富士山に登るために生まれた「ストックつきの義手」

   「富士山プロジェクト」と呼んでいますが、2023年8月に富士山に登ることを去年決めました。これまでも右手と両足の3本がないこの体でいろんなことに挑んできましたが、その中でも富士山は大きなチャレンジです。登山の経験自体ほとんどありません。

   義肢メーカー・オズールジャパンの協力を得て、登山用の義手を作りました。日常生活で使っているのは装飾義手といって見た目のリアルさにこだわったもので、特に機能はありません。新たに作ったものは、義手自体がトレッキングに使う長いストック(杖)になっています。

   残っている左手だけでは自力で踏ん張れなかったり、バランスを崩した時に体勢を保てなかったりしました。常に体の軸を垂直に近くしないといけなかったけど、このストック義手なら直接地面をつけるので、多少体が傾いても立て直せるし、右側に倒れそうになっても踏ん張れます。

   ストックの長さも変えられます。登山は上りと下りで必要な長さが違って、上りの方が短い。地面を強くつきたいし、高いところに置きたいからです。逆に下りは低いところをつきたいから長めです。長さ調節は1人で左手だけでできます。

   富士登山のことを考えるにあたって、当初は「義足をどうするか」の発想しかありませんでした。義足をどうするかは今も試行錯誤を続けています。一方で、義手を工夫することは考えていませんでした。

   その認識が変わったのは、去年10月に御巣鷹山に登った後です。登山中に「右腕があったらな」と思う場面が結構ありました。急斜面や足場が悪いところがあり、同行した人に体を支えてもらったけど、自力で支えられればそれがいい。

   僕は腕だけでなく両足もないので、体勢を崩しやすいです。左側につかむものがある場所なら支えにできるけど、ない場所の方が多い。だったら少なくとも、左手にはストックが必要だと思いました。

   一方、体が右に傾いたら、右手がないのですぐ倒れそうになってしまいます。かと言ってストックを握ることはできない。どうすればいいだろうと思い、義足メーカーに「自力で体を支えるために右手を使えませんか」と相談しました。メーカーも同じことを考えてくれていて、義手の重要性を教えてもらうとともに、登山用の義手を作ってみると提案してもらいました。そしてできたのが今回のストック義手でした。義手が大事だというのは当時の僕にとって盲点でした。

手応えを感じたのは間違いなくこの義手があるからこそ

   アイデアを聞いた時は画期的だと思ったけど、同時に目にするまでは「どんな義手になるんだろう?」とも思いました。担当の義肢装具士も「今までこのような義手は作ったことがなかった」ということでした。ストックがついた義手を必要な人はあまりいなかったのだと思います。そんな中で出来上がった試作品。初めてつけた時は「これなら行ける」と直感しました。もちろんこれさえあれば富士山に登れるわけではないけど、とても良い感触でした。

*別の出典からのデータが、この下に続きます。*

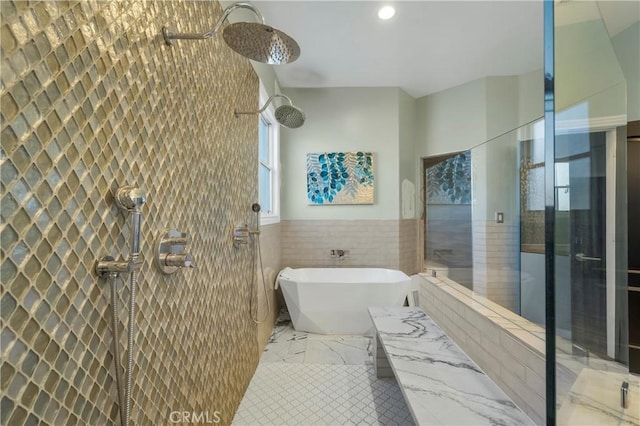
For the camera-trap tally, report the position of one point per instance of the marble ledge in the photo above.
(441, 384)
(520, 328)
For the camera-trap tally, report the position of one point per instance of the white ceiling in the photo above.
(428, 46)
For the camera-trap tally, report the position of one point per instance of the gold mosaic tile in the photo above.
(92, 99)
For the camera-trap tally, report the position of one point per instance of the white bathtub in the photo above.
(336, 300)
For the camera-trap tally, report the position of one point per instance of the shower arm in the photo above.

   実際に登山の練習で初めてストック義手を使ったのは去年11月、静岡の金冠山でした。標高800メートルくらいで、ハイキングコースのようでしたが急斜面もありました。バランスを崩してストック義手で体を支えるシーンが何度もありました。山頂にたどり着くと富士山が見えます。改めて「この体で行ってやる」と決意が芽生えました。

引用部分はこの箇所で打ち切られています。